Educational Data Mining in Open-Ended Domains

Call for Papers

Educational Data Mining is a leading international forum for high-quality research that mines data sets to answer educational research questions that shed light on the learning process. These data sets may originate from a variety of learning contexts, including learning management systems, interactive learning environments, intelligent tutoring systems, educational games, and data-rich learning activities. Educational data mining considers a wide variety of types of data, including but not limited to raw log files, student-produced artifacts, discourse, multimodal streams such as eye-tracking, and other sensor data. The overarching goal of the Educational Data Mining research community is to better support learners by developing data-driven understandings of the learning process in a wide variety of contexts and for diverse learners.
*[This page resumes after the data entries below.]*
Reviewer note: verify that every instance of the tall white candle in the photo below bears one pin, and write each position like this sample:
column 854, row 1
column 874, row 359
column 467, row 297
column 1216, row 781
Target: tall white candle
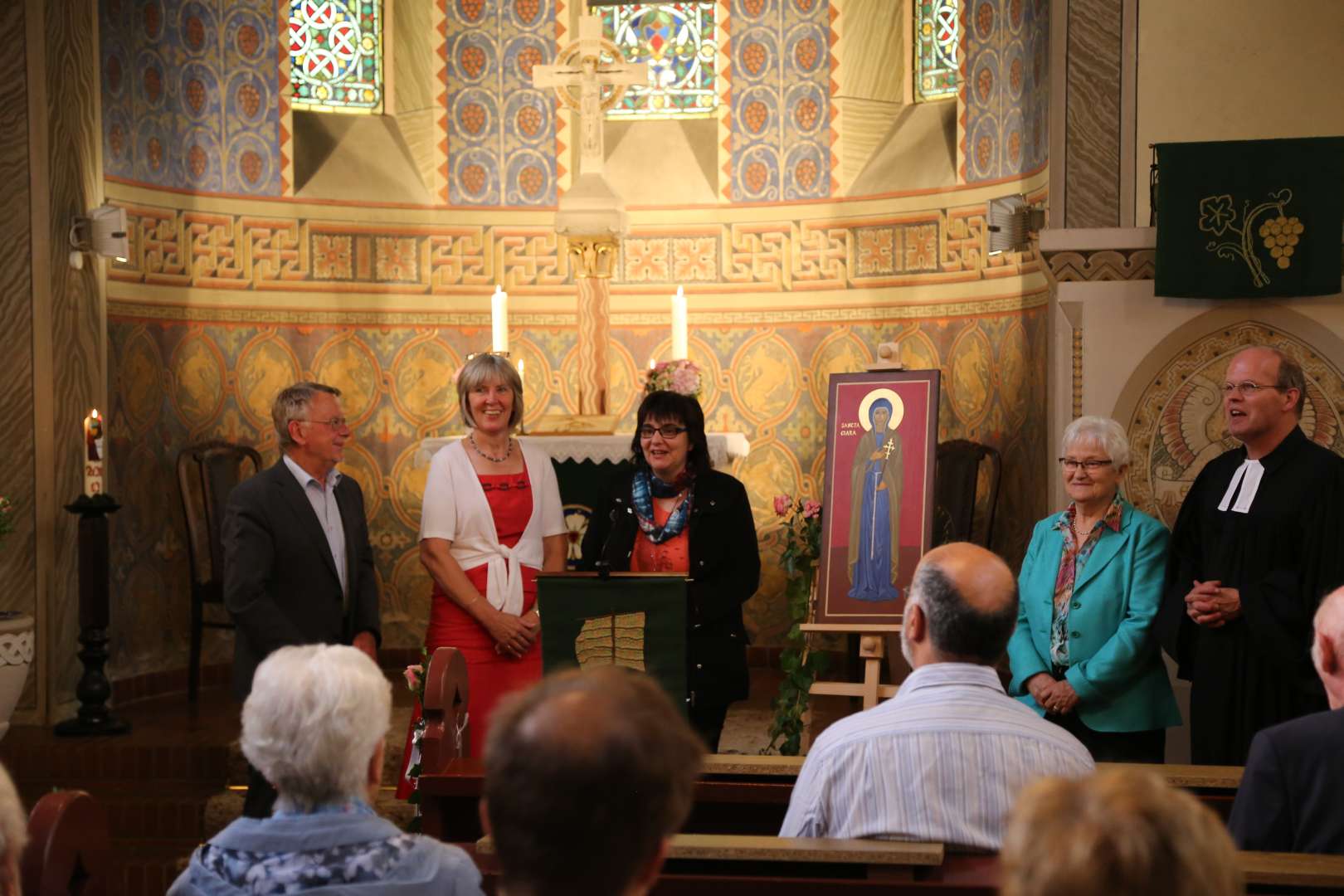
column 95, row 466
column 499, row 320
column 679, row 351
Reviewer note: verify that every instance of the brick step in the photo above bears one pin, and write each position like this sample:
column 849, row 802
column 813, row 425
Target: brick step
column 105, row 759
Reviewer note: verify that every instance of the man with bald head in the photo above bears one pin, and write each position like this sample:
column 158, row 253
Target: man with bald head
column 944, row 759
column 1291, row 793
column 1255, row 546
column 587, row 776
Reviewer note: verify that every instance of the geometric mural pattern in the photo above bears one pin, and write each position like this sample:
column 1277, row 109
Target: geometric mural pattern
column 190, row 95
column 502, row 145
column 197, row 247
column 1004, row 88
column 175, row 382
column 782, row 100
column 1179, row 426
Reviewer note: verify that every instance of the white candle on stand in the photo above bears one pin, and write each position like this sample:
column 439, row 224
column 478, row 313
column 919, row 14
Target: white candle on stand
column 679, row 338
column 93, row 465
column 499, row 320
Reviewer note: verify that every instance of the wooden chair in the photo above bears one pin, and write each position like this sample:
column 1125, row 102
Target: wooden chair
column 446, row 711
column 69, row 848
column 206, row 475
column 956, row 492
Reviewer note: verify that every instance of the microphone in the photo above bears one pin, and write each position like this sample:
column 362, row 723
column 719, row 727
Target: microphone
column 604, row 566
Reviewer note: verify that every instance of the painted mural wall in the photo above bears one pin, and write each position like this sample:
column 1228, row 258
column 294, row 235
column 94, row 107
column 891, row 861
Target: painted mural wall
column 191, row 95
column 821, row 295
column 227, row 299
column 1004, row 89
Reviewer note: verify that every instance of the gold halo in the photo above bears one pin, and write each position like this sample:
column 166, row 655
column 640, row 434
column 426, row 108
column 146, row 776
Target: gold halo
column 898, row 409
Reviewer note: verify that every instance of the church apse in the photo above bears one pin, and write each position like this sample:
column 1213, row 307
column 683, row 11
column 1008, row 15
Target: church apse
column 225, row 299
column 187, row 377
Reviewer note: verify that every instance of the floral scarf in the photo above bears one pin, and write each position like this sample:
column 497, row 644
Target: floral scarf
column 644, row 488
column 1071, row 559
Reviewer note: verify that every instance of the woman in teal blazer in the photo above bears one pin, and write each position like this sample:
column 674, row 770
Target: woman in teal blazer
column 1083, row 653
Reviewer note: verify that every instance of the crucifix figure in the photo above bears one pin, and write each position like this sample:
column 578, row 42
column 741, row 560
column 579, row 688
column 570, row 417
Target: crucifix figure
column 581, row 66
column 590, row 214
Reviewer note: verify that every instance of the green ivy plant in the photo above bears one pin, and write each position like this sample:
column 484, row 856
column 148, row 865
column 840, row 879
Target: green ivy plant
column 801, row 666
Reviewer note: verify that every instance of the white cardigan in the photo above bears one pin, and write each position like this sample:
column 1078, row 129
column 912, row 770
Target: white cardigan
column 455, row 508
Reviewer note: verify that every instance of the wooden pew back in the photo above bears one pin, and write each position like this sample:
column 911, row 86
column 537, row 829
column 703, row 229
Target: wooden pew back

The theme of this year’s conference is EDM in Open-Ended Domains.  As EDM has matured it has increasingly been applied to open-ended and ill-defined tasks such as writing, design, and collaborative problem-solving.  And it has been used in new informal contexts where student actions are at best semi-structured. For this 12th iteration of the conference, we specifically welcome research in these new areas.  

Topics of interest

Topics of interest to the conference include but are not limited to.

  • Modeling student and group interaction for guidance and collaborative problem-solving.
  • Deriving representations of domain knowledge from data.
  • Modeling real-world problem solving in open-ended domains.
  • Detecting and addressing students’ affective and emotional states.
  • Informing data mining research with educational theory.
  • Developing new techniques for mining educational data.
  • Data mining to understand how learners interact in formal and informal educational contexts.
  • Modeling students’ affective states and engagement with multimodal data.
  • Synthesizing rich data to inform students and educators.
  • Bridging data mining and learning sciences.
  • Applying social network analysis to support student interactions.
  • Legal and social policies to govern EDM.
  • Developing generic frameworks, techniques, research methods, and approaches for EDM.
  • Closing the loop between EDM research and educational outcomes to yield actionable advice.
  • Automatically assessing student knowledge.